First, in a simplified and controlled system, we will measure the topography and nano-mechanics of nuclear envelopes of Xenope, a membrane containing many nuclear pores, by AFM in liquid medium [5]. After analyzing the mechanical contribution of each part of the nuclear pore, the envelopes will be placed in the presence of viruses (AAV and HBV). The location of the viruses in relation to the nuclear pore and their contribution to the nano-mechanics of the pore will then be determined.
In a second step, we will measure the transport properties of the viruses through these nuclear envelopes using an optical near-field system developed in the team (zero mode wave guide for nanopores [6]). This methodology will allow us to quantify the translocation energy landscape at the single virus scale in real time.

References :
[1] S.R. Wente & M.P. Rout, Cold Spring Harb Perspect Biol 2010.

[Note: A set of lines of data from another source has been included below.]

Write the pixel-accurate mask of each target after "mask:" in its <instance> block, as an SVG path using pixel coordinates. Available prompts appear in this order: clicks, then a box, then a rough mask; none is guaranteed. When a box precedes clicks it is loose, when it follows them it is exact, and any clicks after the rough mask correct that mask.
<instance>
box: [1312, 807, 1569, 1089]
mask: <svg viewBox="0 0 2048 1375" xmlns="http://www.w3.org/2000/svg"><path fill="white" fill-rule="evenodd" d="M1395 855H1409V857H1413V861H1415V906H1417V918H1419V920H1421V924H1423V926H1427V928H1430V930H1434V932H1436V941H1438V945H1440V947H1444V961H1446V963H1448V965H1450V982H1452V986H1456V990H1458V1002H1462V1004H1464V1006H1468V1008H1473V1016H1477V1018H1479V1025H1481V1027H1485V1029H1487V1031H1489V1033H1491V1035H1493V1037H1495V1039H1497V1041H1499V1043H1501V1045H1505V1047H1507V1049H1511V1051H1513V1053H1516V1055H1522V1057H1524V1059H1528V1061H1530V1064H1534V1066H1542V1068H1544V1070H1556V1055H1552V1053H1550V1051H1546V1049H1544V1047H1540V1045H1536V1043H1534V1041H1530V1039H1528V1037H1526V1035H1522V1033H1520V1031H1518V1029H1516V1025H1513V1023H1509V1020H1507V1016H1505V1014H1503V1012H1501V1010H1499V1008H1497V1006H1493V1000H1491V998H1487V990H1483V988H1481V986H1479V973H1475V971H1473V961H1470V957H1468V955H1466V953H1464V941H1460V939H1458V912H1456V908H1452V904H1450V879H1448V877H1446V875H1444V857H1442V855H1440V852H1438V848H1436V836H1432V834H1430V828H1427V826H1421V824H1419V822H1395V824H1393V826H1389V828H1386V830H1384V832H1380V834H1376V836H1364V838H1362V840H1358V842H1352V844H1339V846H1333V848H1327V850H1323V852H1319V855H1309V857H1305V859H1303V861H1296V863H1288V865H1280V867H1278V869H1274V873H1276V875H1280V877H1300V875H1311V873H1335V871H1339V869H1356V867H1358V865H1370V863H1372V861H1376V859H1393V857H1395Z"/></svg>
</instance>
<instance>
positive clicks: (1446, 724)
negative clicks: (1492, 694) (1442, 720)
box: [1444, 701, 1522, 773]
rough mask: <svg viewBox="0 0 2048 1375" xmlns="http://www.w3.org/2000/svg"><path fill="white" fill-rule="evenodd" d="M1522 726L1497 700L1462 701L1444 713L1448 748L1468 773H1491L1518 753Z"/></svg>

[2] J. Sellés, M. Penrad-Mobayed, C. Guillaume, A. Fuger, L. Auvray, O. Faklaris & F. Montel, Scientific Reports 2017, 14732
[3] J. Bernaud, A Rossi, A Fis, L Gardette, L Aillot, H Büning, M Castelnovo A. Salvetti & C. Faivre-Moskalenko, J. Biol. Phys. 2018, 44 (2), 181-194
[4] W.H. Roos, R. Bruinsma & G.J.L. Wuite; Nature Physics 2010, 6, 633.
[5] G.J. Stanley, A. Fassati & B.W. Hoogenboom, Life Sci. Alliance 1 2018, e201800142
[6] T. Auger, J. Mathé, V. Viasnoff, G. Charron, J.-M. Di Meglio, L. Auvray & F. Montel, Phys Rev Lett. 2014, 113, 028302.